The IFoA’s Cashless Society Working Party’s (CSWP) analysis suggests that as the use of cash in our society decreases, it poses a risk to financial inclusion and threatens to widen inequalities rather than reduce them

UN Sustainable Development Goal (SDG) ‘Reduced inequalities’ includes targets and indicators to reduce economic inequalities, both within and between countries by 2030. One of the targets is ‘to empower and promote the social, economic and political inclusion of all, irrespective of age, sex, disability, race, ethnicity, origin, religion or economic or other statuses’. The IFoA’s Cashless Society Working Party’s (CSWP) analysis suggests that as the use of cash in our society decreases, it poses a risk to financial inclusion and threatens to widen inequalities rather than reduce them. Therefore, ensuring that individuals and businesses have access to useful and affordable financial products and services that meet their needs as we make this transition to a less-cash society will be essential to promoting progress against SDG 10.  

A Cashless Society?

MoneyIn 2008, six out of every ten transactions were cash. By 2018 it had reduced to three in ten; and the 2018 UK Payment Market Report suggests it could be as low as one in ten within the next fifteen years.

The ‘Access to Cash Review’ (the Review), published in March 2019, found that failing to manage the transition to a less-cash society would create significant risks for individuals and society. The review identified risks such as the loss of personal independence and increased risk of financial abuse and debt, as well as identifying that rural communities were particularly at risk. As well as those living in rural areas, according to the Review over 8 million adults in the UK would struggle to cope in a cashless society. Many of these people are vulnerable in one or more ways, for example living in poverty, or with physical or mental health issues.

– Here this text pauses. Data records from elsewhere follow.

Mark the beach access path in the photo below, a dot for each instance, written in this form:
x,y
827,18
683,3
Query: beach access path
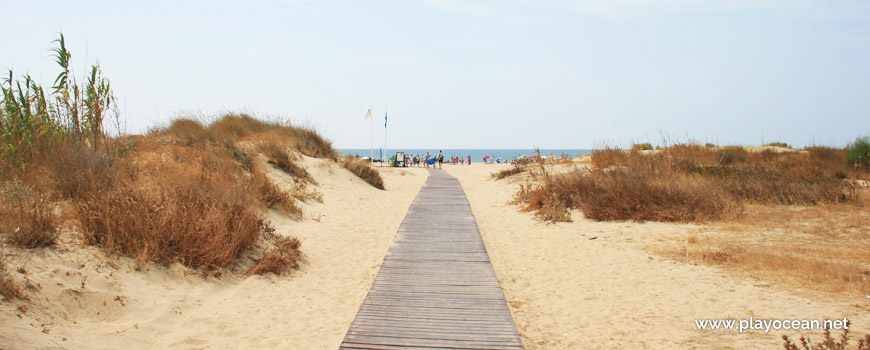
x,y
436,287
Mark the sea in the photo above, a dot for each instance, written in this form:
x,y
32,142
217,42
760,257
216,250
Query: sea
x,y
476,154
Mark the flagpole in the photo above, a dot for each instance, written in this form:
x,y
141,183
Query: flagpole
x,y
386,154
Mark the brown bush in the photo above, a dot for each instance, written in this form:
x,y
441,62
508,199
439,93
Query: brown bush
x,y
273,197
310,143
364,171
27,219
77,170
690,183
286,255
607,157
195,226
8,288
278,156
189,131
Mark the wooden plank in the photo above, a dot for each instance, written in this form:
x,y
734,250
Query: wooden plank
x,y
417,341
436,288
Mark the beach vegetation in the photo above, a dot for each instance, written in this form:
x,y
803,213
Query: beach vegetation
x,y
828,341
646,146
364,171
516,169
194,192
687,183
858,154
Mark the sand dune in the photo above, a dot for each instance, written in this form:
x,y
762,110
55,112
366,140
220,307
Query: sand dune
x,y
597,285
84,302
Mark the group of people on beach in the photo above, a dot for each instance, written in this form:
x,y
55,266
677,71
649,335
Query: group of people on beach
x,y
415,160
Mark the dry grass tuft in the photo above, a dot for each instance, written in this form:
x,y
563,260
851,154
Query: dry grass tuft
x,y
27,217
364,171
828,341
273,197
685,183
279,157
286,255
8,288
198,227
515,170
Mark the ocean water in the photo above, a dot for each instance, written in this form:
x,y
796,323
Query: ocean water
x,y
476,154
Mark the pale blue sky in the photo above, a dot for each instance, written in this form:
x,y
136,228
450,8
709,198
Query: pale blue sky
x,y
476,74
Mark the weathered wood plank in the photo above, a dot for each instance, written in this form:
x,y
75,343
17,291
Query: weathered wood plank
x,y
436,288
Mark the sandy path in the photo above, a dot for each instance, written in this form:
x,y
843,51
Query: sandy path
x,y
176,309
567,290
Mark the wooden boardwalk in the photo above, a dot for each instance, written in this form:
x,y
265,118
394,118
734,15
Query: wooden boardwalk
x,y
436,288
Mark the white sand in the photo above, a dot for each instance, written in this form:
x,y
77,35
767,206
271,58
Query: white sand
x,y
568,291
565,290
177,309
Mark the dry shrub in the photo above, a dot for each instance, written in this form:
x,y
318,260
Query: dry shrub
x,y
608,157
8,288
286,255
27,219
543,201
186,193
308,141
77,170
691,183
641,146
515,170
828,341
195,226
279,157
364,171
234,127
273,197
189,131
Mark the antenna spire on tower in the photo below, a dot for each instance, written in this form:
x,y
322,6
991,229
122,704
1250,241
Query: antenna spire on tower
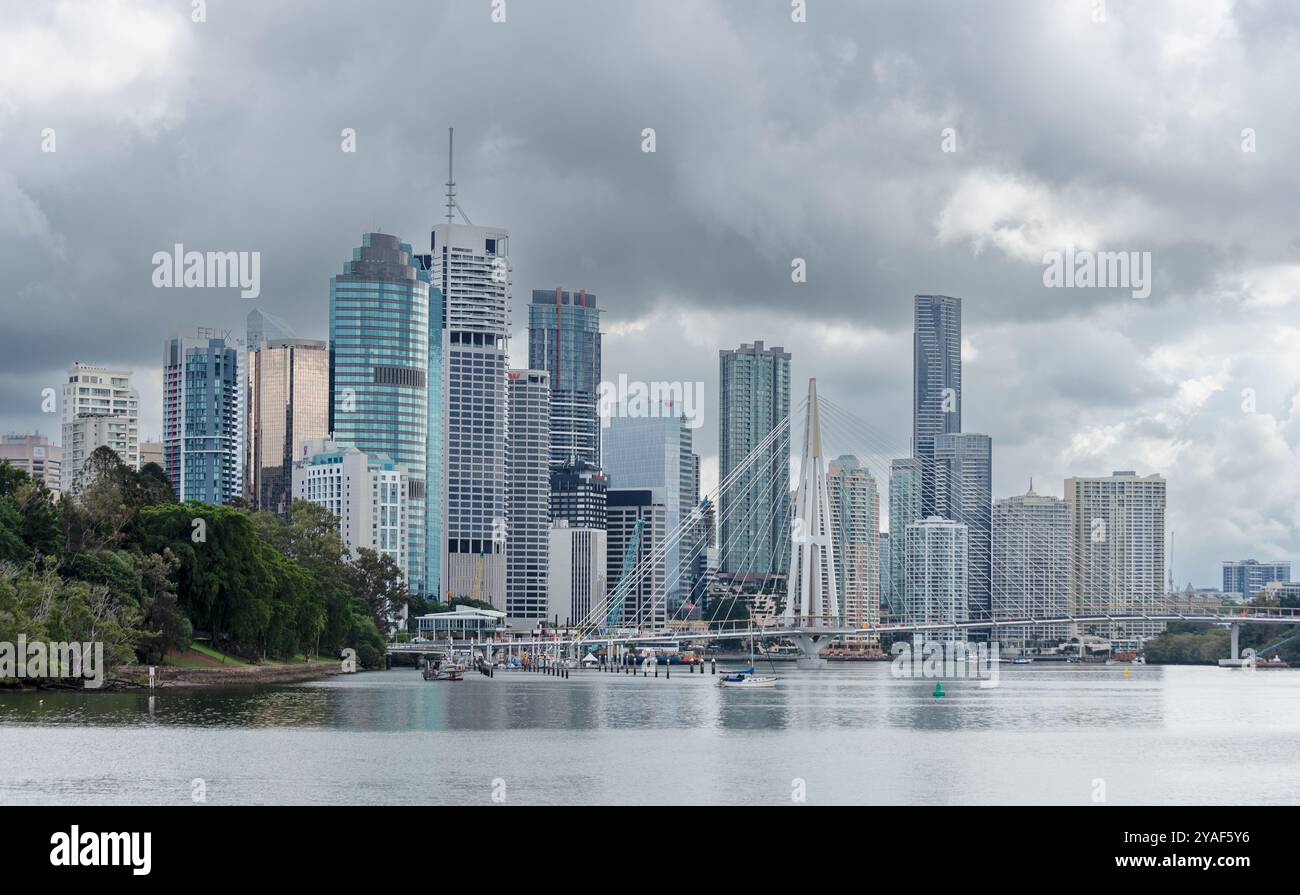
x,y
451,181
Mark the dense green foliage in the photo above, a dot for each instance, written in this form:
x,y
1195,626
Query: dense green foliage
x,y
124,563
1204,644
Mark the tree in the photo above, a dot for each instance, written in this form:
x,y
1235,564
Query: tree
x,y
378,582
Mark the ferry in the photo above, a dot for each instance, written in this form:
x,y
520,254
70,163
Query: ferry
x,y
746,679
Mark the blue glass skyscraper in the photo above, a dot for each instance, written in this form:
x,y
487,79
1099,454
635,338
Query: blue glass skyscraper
x,y
564,340
202,419
385,376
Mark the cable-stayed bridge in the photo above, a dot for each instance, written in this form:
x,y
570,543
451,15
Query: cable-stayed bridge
x,y
823,599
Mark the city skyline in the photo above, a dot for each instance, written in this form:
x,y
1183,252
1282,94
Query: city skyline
x,y
1066,381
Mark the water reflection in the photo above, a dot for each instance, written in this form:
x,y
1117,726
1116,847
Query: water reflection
x,y
852,733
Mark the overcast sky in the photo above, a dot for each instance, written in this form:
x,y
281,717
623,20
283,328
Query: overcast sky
x,y
775,141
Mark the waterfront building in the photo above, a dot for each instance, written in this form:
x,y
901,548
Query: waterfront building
x,y
384,380
203,400
564,340
885,574
368,494
287,405
854,535
1249,576
1031,566
99,410
641,601
755,510
936,569
1117,534
528,494
37,457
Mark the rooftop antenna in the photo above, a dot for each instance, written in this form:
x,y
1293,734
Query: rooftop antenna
x,y
453,206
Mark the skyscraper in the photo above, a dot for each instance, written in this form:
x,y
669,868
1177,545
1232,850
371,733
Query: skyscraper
x,y
287,406
936,574
564,340
655,453
577,563
100,410
1117,534
754,511
1031,565
641,601
261,327
963,487
368,494
904,509
380,380
1248,576
471,266
528,494
854,531
936,397
203,397
577,494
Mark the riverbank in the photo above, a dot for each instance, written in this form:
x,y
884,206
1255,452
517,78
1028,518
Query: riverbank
x,y
129,677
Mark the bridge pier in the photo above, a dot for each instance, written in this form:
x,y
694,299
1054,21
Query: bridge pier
x,y
1235,661
809,649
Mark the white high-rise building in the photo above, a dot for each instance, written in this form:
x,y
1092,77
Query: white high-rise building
x,y
528,506
367,493
854,532
1031,566
936,573
1117,528
576,573
100,409
471,267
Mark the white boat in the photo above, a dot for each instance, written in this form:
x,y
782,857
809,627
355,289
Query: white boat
x,y
746,679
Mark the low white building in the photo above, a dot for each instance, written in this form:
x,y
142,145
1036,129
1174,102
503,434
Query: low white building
x,y
462,623
37,457
99,409
367,492
576,579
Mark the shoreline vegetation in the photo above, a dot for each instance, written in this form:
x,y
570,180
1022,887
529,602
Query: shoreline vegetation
x,y
199,591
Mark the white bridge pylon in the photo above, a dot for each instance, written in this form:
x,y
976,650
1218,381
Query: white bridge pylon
x,y
813,593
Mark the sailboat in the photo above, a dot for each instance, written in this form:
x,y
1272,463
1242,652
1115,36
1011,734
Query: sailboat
x,y
746,678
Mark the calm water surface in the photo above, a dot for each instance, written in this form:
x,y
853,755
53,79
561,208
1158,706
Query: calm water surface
x,y
852,733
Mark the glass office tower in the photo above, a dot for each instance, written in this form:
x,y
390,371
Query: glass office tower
x,y
380,379
564,340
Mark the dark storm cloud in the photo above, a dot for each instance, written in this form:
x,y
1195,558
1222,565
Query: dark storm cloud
x,y
775,141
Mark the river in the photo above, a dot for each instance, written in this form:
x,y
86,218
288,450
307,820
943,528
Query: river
x,y
850,734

The IFoA’s CSWP is calling for the active management of this transition. It is particularly concerned about how a lack of planning could negatively impact financial inclusion. The CSWP states that as cash reduces, a digitally-based financial inclusion program will be vital to ensure that no one is left behind. This program should include improving access to digital financial services for these groups so that they can manage their money online, including through the use of mobile money. Further elements of a digitally-based financial inclusion program proposed by the CSWP are discussed on the coping in a cashless society news page.

There are international examples of increased digitalisation revolutionising financial inclusion. The following case study explores how the mobile based financial service M-Pesa has extended access to financial services and products to previously excluded segments of the population in Kenya.

The growth of mobile money in Africa

Traditional banking services, including ATMs and commercial banking branches, are not widely accessible to all in sub-Saharan Africa. Previously, this left a large proportion of the population, particularly those who fall into the low and middle income category, without access to the formal economy. It also exposed society to crimes which are more likely to occur within a largely cash-based society including tax evasion and money laundering. However, the availability of mobile phones has enabled widespread adoption of mobile money services, such as M-PESA, and has gone some way in addressing these issues.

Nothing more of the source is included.